TMT-labeled peptide fractions were dissolved in water/formic acid (100/0.1 v/v) and analyzed by on‐line C18 nanoHPLC MS/MS with a system consisting of an Ultimate3000nano gradient HPLC system (Thermo, Bremen, Germany), and an Exploris480 mass spectrometer (Thermo) as in Rossi et al.35. Fractions were injected onto a cartridge precolumn (300 μm × 5 mm, C18 PepMap, 5 um, 100 A), and eluted via a homemade analytical nano-HPLC column (50 cm × 75 μm; Reprosil-Pur C18-AQ 1.9 um, 120 A (Dr. Maisch, Ammerbuch, Germany)). Solvent A was water/formic acid 100/0.1 (v/v). The gradient was run from 2% to 40% solvent B (20/80/0.1 water/acetonitrile/formic acid (FA) v/v) in 120 min. The nano-HPLC column was drawn to a tip of  10 μm and acted as the electrospray needle of the MS source. The mass spectrometer was operated in data-dependent MS/MS mode with a cycle time of 3 s, with the HCD collision energy at 36 V and recording of the MS2 spectrum in the orbitrap, with a quadrupole isolation width of 1.2 Da. In the master scan (MS1) the resolution was 120,000, the scan range 350–1200, at standard AGC target @maximum fill time of 50 ms. A lock mass correction on the background ion m/z = 445.12003 was used. Precursors were dynamically excluded after n = 1 with an exclusion duration of 45 s, and with a precursor range of 20 ppm. Charge states 2–5 were included.

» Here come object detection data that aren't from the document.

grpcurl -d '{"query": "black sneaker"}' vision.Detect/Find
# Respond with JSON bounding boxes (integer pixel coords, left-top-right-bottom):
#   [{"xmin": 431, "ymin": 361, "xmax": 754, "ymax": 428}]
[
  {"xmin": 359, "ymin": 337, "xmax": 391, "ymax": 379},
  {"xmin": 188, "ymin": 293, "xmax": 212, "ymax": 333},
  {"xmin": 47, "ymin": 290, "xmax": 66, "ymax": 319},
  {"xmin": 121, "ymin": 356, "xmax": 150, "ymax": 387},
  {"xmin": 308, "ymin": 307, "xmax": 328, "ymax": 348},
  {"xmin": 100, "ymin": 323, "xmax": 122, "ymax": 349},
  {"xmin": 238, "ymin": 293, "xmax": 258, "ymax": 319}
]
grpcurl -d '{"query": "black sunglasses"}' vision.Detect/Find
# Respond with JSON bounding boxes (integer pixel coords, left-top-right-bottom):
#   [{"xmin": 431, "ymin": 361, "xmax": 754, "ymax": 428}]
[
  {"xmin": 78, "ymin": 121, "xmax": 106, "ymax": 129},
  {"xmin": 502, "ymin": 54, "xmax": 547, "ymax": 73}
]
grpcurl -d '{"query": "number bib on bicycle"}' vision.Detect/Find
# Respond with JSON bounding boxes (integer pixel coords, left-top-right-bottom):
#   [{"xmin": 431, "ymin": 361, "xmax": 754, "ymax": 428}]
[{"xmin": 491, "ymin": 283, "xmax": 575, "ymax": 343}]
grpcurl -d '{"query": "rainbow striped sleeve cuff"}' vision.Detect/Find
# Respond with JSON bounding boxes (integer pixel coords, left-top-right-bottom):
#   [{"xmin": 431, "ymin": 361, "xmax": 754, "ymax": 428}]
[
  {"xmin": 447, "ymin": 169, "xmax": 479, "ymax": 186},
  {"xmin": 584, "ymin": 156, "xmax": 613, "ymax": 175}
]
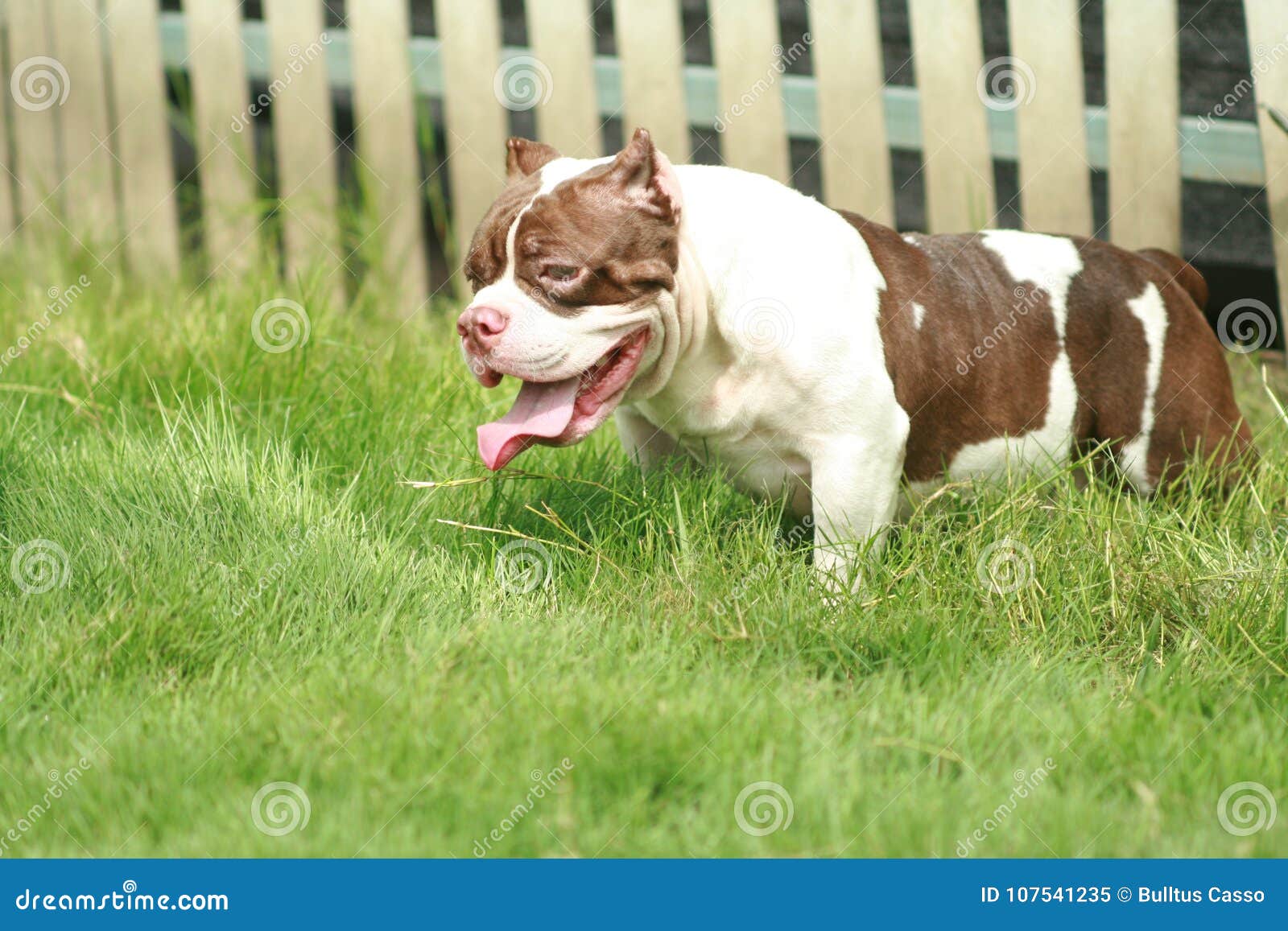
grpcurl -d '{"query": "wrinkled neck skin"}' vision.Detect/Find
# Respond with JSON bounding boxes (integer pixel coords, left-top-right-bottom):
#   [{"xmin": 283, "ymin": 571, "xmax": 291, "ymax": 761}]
[{"xmin": 623, "ymin": 220, "xmax": 720, "ymax": 404}]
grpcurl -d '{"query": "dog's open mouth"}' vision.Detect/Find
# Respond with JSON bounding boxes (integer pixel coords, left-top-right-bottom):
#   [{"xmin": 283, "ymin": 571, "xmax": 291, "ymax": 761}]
[{"xmin": 478, "ymin": 327, "xmax": 649, "ymax": 472}]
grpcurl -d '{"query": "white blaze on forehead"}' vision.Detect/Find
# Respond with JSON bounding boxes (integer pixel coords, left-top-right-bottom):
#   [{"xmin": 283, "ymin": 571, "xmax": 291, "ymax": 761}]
[
  {"xmin": 1123, "ymin": 282, "xmax": 1167, "ymax": 492},
  {"xmin": 948, "ymin": 229, "xmax": 1082, "ymax": 478},
  {"xmin": 501, "ymin": 156, "xmax": 613, "ymax": 282}
]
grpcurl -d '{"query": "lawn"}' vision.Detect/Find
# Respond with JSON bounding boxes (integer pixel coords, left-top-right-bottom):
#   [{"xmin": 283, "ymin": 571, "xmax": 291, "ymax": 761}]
[{"xmin": 0, "ymin": 247, "xmax": 1288, "ymax": 858}]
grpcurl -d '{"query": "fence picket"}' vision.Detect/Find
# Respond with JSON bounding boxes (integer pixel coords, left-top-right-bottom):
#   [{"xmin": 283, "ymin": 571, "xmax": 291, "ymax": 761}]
[
  {"xmin": 49, "ymin": 0, "xmax": 116, "ymax": 243},
  {"xmin": 1105, "ymin": 0, "xmax": 1181, "ymax": 253},
  {"xmin": 436, "ymin": 0, "xmax": 506, "ymax": 294},
  {"xmin": 348, "ymin": 0, "xmax": 430, "ymax": 304},
  {"xmin": 711, "ymin": 0, "xmax": 791, "ymax": 184},
  {"xmin": 264, "ymin": 0, "xmax": 345, "ymax": 296},
  {"xmin": 613, "ymin": 0, "xmax": 689, "ymax": 163},
  {"xmin": 809, "ymin": 0, "xmax": 894, "ymax": 224},
  {"xmin": 105, "ymin": 0, "xmax": 179, "ymax": 273},
  {"xmin": 8, "ymin": 2, "xmax": 60, "ymax": 229},
  {"xmin": 908, "ymin": 0, "xmax": 997, "ymax": 233},
  {"xmin": 1245, "ymin": 0, "xmax": 1288, "ymax": 340},
  {"xmin": 183, "ymin": 0, "xmax": 260, "ymax": 274},
  {"xmin": 526, "ymin": 0, "xmax": 603, "ymax": 159},
  {"xmin": 1009, "ymin": 0, "xmax": 1095, "ymax": 236}
]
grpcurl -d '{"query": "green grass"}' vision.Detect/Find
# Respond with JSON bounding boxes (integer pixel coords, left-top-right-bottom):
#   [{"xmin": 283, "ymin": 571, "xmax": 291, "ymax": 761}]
[{"xmin": 0, "ymin": 251, "xmax": 1288, "ymax": 856}]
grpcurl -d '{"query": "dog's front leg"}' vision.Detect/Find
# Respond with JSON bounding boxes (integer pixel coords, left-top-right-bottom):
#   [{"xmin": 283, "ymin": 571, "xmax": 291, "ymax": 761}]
[
  {"xmin": 613, "ymin": 404, "xmax": 687, "ymax": 470},
  {"xmin": 810, "ymin": 436, "xmax": 904, "ymax": 592}
]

For MS2 the first mass was set to 110 Da, and the MS2 scan resolution was 45,000 at an AGC target of 200% @maximum fill time of 60 ms.

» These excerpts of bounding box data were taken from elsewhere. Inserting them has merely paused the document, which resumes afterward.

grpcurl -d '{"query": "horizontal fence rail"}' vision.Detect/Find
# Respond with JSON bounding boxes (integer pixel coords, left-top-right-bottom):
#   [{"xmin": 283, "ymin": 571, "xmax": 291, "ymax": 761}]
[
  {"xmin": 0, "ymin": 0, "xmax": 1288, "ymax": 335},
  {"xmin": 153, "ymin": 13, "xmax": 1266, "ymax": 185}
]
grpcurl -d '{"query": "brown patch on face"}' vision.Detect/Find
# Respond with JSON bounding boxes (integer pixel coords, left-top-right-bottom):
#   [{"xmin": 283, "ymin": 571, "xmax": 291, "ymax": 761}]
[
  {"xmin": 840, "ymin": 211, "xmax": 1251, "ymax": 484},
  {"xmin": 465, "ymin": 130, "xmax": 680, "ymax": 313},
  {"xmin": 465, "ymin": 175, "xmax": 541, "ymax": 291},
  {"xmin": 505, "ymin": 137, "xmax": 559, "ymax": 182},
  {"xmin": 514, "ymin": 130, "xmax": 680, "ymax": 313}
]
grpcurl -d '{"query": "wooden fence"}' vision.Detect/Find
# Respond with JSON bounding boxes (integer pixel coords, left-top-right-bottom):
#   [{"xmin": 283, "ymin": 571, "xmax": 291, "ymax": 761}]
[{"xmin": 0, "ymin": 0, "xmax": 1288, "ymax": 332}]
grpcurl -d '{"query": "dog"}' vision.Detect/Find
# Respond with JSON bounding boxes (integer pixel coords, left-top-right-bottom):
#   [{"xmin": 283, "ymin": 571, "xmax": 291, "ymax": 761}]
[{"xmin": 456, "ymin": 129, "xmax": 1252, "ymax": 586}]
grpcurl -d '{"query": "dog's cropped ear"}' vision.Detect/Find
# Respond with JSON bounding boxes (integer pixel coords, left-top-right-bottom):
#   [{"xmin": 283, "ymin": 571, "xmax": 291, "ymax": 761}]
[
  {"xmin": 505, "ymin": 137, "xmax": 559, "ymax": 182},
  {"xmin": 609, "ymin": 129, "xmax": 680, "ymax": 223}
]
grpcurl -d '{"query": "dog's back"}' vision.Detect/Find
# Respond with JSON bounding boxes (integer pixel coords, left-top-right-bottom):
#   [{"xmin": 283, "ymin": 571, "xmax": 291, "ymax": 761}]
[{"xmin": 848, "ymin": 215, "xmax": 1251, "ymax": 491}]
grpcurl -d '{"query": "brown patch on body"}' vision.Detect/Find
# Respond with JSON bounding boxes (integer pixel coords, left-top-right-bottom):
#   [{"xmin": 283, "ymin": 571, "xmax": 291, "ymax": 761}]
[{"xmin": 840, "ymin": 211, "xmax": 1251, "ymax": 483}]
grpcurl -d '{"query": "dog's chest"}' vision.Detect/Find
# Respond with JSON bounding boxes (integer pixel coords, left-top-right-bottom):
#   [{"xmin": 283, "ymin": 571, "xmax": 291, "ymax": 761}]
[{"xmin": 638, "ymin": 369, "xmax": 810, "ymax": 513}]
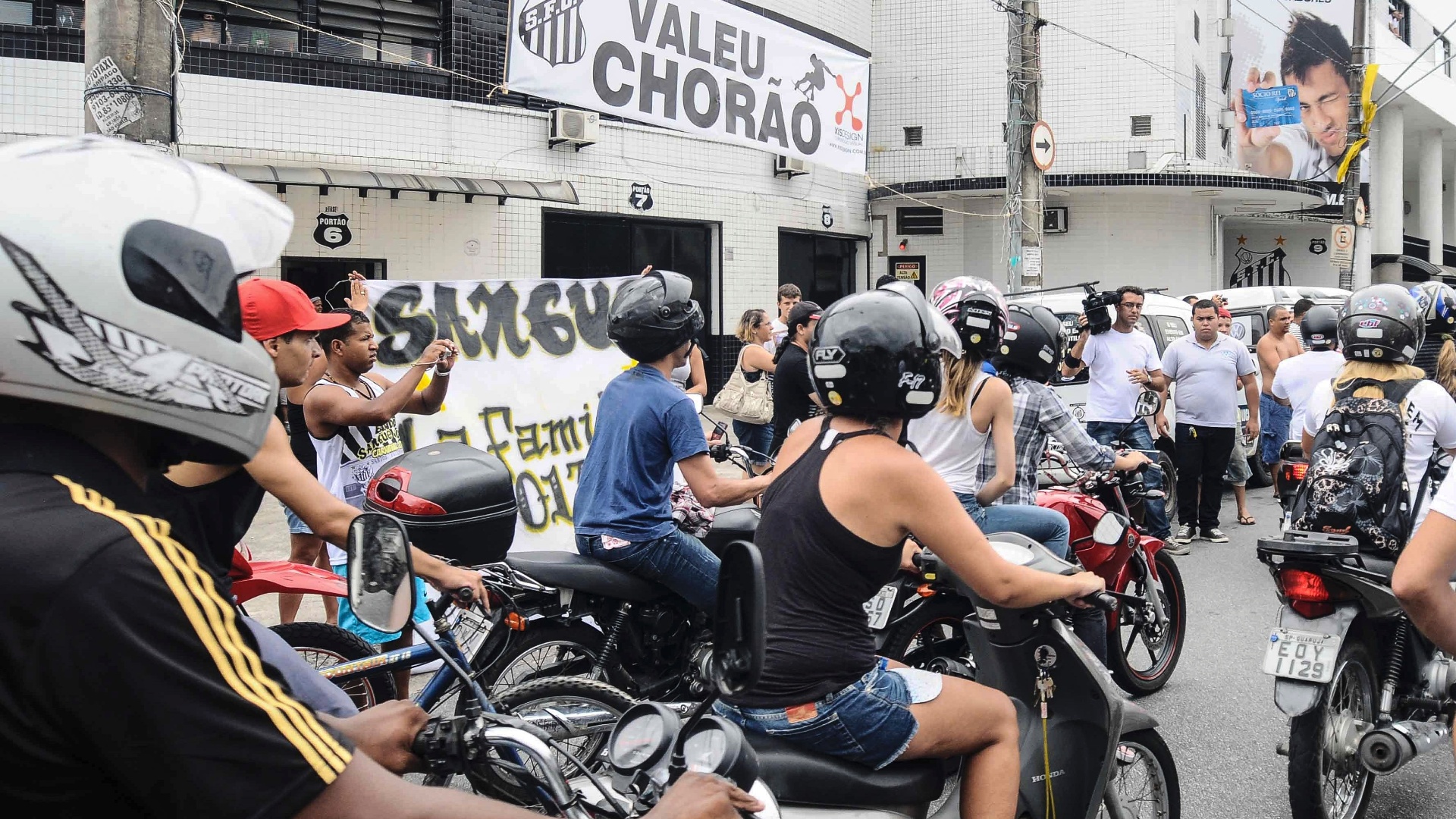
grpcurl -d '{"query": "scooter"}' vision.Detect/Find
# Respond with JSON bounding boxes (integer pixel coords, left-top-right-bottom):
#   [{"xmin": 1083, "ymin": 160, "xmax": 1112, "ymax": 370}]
[{"xmin": 1258, "ymin": 531, "xmax": 1456, "ymax": 819}]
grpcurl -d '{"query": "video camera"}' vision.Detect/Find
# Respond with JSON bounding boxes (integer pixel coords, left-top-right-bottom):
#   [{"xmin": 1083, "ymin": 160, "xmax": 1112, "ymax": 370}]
[{"xmin": 1082, "ymin": 284, "xmax": 1121, "ymax": 335}]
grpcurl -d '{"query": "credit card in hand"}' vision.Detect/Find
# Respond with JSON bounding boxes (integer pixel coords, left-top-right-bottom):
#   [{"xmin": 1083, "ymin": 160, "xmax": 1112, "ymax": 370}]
[{"xmin": 1244, "ymin": 86, "xmax": 1301, "ymax": 128}]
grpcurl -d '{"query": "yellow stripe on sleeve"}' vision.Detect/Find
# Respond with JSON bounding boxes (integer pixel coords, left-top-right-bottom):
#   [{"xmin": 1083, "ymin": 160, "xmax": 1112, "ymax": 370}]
[{"xmin": 54, "ymin": 475, "xmax": 351, "ymax": 784}]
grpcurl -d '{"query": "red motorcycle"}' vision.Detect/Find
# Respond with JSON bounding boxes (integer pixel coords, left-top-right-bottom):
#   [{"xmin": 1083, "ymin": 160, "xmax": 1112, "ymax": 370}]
[{"xmin": 866, "ymin": 468, "xmax": 1188, "ymax": 697}]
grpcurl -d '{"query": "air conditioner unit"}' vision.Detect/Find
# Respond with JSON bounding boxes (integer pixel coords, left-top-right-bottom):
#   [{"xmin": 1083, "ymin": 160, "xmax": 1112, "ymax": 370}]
[
  {"xmin": 774, "ymin": 156, "xmax": 810, "ymax": 179},
  {"xmin": 549, "ymin": 108, "xmax": 601, "ymax": 150},
  {"xmin": 1041, "ymin": 207, "xmax": 1067, "ymax": 233}
]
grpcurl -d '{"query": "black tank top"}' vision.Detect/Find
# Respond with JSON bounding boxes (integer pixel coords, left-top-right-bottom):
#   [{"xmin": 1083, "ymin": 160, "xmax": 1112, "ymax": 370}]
[
  {"xmin": 728, "ymin": 421, "xmax": 900, "ymax": 708},
  {"xmin": 147, "ymin": 468, "xmax": 264, "ymax": 582}
]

Proteomics data processing and down-stream analysis

In a post-analysis process, raw data were first converted to peak lists using Proteome Discoverer version 2.4 (Thermo Electron), and submitted to the Uniprot database (Homo sapiens, 20596 entries), using Mascot v. 2.2.07 (www.matrixscience.com) for protein identification. Mascot searches were performed with 10 ppm and 0.02 Da deviation for precursor and fragment mass, respectively, and the enzyme trypsin was specified. Up to two missed cleavages were allowed. Methionine oxidation and acetyl on protein N-terminus were set as variable modifications. Carbamidomethyl on Cys and TMTpro on Lys and N-terminus were set as fixed modifications. Protein and peptide FDR were set to 1%. Normalization was on the total peptide amount. The 5 TMT-16plex analyses were normalized to each other by the bridge samples.

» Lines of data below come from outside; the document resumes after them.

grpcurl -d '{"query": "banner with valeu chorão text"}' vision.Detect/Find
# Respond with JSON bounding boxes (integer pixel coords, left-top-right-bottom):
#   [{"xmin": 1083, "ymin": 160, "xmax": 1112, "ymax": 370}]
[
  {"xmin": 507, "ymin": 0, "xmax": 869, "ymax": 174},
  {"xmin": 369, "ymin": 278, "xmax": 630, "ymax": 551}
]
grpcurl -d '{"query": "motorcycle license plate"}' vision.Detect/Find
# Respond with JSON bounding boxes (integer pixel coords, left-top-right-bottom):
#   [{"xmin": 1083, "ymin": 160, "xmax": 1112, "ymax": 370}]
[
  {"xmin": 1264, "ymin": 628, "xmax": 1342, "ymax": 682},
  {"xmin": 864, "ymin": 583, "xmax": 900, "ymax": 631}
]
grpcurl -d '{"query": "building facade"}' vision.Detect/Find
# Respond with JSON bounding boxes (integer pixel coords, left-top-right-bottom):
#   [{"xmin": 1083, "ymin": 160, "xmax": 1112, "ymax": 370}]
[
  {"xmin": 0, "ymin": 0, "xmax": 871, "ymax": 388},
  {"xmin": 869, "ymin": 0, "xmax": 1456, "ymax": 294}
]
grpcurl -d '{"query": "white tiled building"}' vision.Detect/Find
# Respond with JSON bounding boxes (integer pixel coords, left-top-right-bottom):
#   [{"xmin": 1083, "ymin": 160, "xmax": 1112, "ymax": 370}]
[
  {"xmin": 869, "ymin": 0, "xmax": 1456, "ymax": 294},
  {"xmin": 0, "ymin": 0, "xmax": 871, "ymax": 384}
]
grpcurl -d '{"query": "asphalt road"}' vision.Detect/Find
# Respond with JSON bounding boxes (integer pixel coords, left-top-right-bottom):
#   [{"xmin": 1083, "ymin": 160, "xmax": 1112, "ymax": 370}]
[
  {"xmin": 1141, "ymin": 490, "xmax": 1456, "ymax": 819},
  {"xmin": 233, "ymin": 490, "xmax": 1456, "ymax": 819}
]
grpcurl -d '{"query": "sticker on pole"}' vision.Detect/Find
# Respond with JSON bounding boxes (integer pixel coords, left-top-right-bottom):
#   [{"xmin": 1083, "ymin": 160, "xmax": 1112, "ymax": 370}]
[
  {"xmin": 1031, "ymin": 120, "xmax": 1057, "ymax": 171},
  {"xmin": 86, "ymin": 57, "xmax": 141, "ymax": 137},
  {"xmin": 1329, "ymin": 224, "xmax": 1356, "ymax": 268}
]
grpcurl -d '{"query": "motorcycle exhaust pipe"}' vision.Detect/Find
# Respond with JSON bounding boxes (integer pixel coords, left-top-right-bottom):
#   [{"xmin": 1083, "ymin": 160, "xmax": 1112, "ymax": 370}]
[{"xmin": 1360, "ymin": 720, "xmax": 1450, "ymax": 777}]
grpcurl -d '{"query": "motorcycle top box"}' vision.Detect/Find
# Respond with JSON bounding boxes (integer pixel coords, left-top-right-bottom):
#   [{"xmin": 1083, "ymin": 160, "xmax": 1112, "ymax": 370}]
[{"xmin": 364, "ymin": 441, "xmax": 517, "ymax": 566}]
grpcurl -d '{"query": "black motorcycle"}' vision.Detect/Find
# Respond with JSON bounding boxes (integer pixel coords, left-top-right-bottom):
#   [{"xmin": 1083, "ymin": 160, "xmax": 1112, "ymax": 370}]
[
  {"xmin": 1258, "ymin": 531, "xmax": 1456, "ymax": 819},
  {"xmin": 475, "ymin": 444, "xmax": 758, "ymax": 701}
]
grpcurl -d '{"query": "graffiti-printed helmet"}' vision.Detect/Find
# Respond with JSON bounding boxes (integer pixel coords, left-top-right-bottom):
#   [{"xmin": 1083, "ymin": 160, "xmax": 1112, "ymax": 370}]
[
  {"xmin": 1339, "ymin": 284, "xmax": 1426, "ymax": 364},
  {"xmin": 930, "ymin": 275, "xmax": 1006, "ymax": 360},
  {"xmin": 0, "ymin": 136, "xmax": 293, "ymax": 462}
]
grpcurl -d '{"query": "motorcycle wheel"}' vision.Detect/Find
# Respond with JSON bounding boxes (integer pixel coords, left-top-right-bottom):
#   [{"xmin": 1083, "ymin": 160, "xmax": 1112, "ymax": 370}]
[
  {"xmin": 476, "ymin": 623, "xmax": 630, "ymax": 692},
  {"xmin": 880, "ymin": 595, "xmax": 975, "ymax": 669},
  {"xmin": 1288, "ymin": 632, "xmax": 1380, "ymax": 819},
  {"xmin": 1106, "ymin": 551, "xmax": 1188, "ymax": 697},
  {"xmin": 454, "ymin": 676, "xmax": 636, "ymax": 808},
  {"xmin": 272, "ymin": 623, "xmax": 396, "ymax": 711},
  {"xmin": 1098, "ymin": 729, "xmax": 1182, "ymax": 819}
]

First, the abundance data is log-cpm transformed to stabilize variance among samples and then to ensure dealing with the technical batch effects, we ran removeBatchEffect function from limma package (v3.48.3) providing batch information. Then, we overlaid the transformed protein abundances onto a PCA plot to ensure that there is no batch related clustering, as can be observed from the positioning of the TMT control samples before (Fig. S6A) and after correction (Fig. S6B). The down-stream analyses were then done using only the primary AML (n = 39). Next, the transformed BCL-2 protein abundance was associated with the BCL-2 expression from LUMC cohort (Fig. 4a) and CD14+ Monocyte percentage within each sample (Fig. 4b) (Supplementary Table S14). R2 and p-values were calculated using stat_poly_eq function from ggpmisc (v0.4.5) package and lines were drawn with geom_smooth function from ggplot2 package (v3.3.5) via method option set to linear model.